Der Gudiberg begleitete ihn nur etwas launisch bis zum Karriereende. 1979 fädelte Christian Neureuther ein, erlitt einen Syndesmoseriss. 1980 beschloss er seine Laufbahn, doch kam 1981 auf skurrile Weise zu einer Abschiedsteilnahme. Am Tag vor dem Rennen ein Anruf: Er dürfe mitfahren! "Ich schwöre: Ich bin nur einmal vorher Slalom gefahren", sagt er. Und das auf seinen alten, längst verstauten Skiern. Im ersten Durchgang dann: Bestzeit! Am Ende wurde er Sechster. Danach ließ ihn der legendäre DSV-Funktionär Heinz Krecek nicht mehr fürs deutsche Team starten, weil Neureuther einen Sponsor hatte, der nicht zum DSV-Sponsorenpool gehörte. "Das war mein Karriereende", sagt Neureuther und lacht laut. "Aber ich bekam mein letztes Rennen."

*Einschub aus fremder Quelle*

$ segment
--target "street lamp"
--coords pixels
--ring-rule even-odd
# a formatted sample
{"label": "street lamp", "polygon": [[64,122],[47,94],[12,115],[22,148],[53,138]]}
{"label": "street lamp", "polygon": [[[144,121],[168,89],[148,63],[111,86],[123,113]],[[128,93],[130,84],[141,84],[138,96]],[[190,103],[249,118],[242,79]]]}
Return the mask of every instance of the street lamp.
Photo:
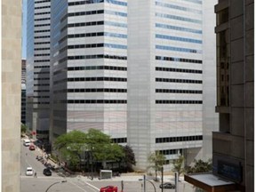
{"label": "street lamp", "polygon": [[139,179],[139,180],[143,180],[144,181],[144,192],[146,192],[146,180],[148,180],[148,182],[150,182],[153,185],[155,192],[156,192],[156,186],[154,185],[154,183],[151,180],[148,180],[146,178],[146,175],[143,175],[143,179]]}
{"label": "street lamp", "polygon": [[61,180],[61,181],[52,183],[51,186],[49,186],[49,188],[45,190],[45,192],[47,192],[49,190],[49,188],[52,188],[53,185],[58,184],[58,183],[63,183],[63,182],[67,182],[67,180]]}

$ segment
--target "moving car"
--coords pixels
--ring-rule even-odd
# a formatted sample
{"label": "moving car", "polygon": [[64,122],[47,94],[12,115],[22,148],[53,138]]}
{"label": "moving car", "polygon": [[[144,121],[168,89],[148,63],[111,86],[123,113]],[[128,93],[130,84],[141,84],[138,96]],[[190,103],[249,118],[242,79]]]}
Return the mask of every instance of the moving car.
{"label": "moving car", "polygon": [[49,168],[44,169],[43,173],[45,176],[51,176],[52,175],[52,172],[51,172],[51,170]]}
{"label": "moving car", "polygon": [[159,186],[160,188],[175,188],[175,185],[173,183],[165,182],[163,185]]}
{"label": "moving car", "polygon": [[26,175],[28,175],[28,176],[32,176],[33,175],[33,168],[32,167],[27,167]]}
{"label": "moving car", "polygon": [[117,192],[117,187],[116,186],[106,186],[101,188],[100,192]]}
{"label": "moving car", "polygon": [[28,147],[30,145],[30,140],[25,139],[23,140],[23,145],[26,146],[26,147]]}
{"label": "moving car", "polygon": [[30,145],[29,146],[29,150],[35,150],[35,146],[34,145]]}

Noch heute ist der Gudiberg ein reiner Trainingshang für die Talente der örtlichen Skiklubs und Athleten des DSV. Und kein Hang für Publikumsverkehr. Aber an zwei Abenden in der Woche findet ein öffentliches Flutlichtskifahren statt. "Das ist wunderschön, wenn man oben steht und unten die Lichter sieht", sagt Christian Neureuther - und hält inne: "Ich wünsche dem Gudiberg, dass er jedes Jahr einen Slalom bekommt, nicht nur für die Männer, auch für die Frauen." Eine Enkelin hat er ja auch.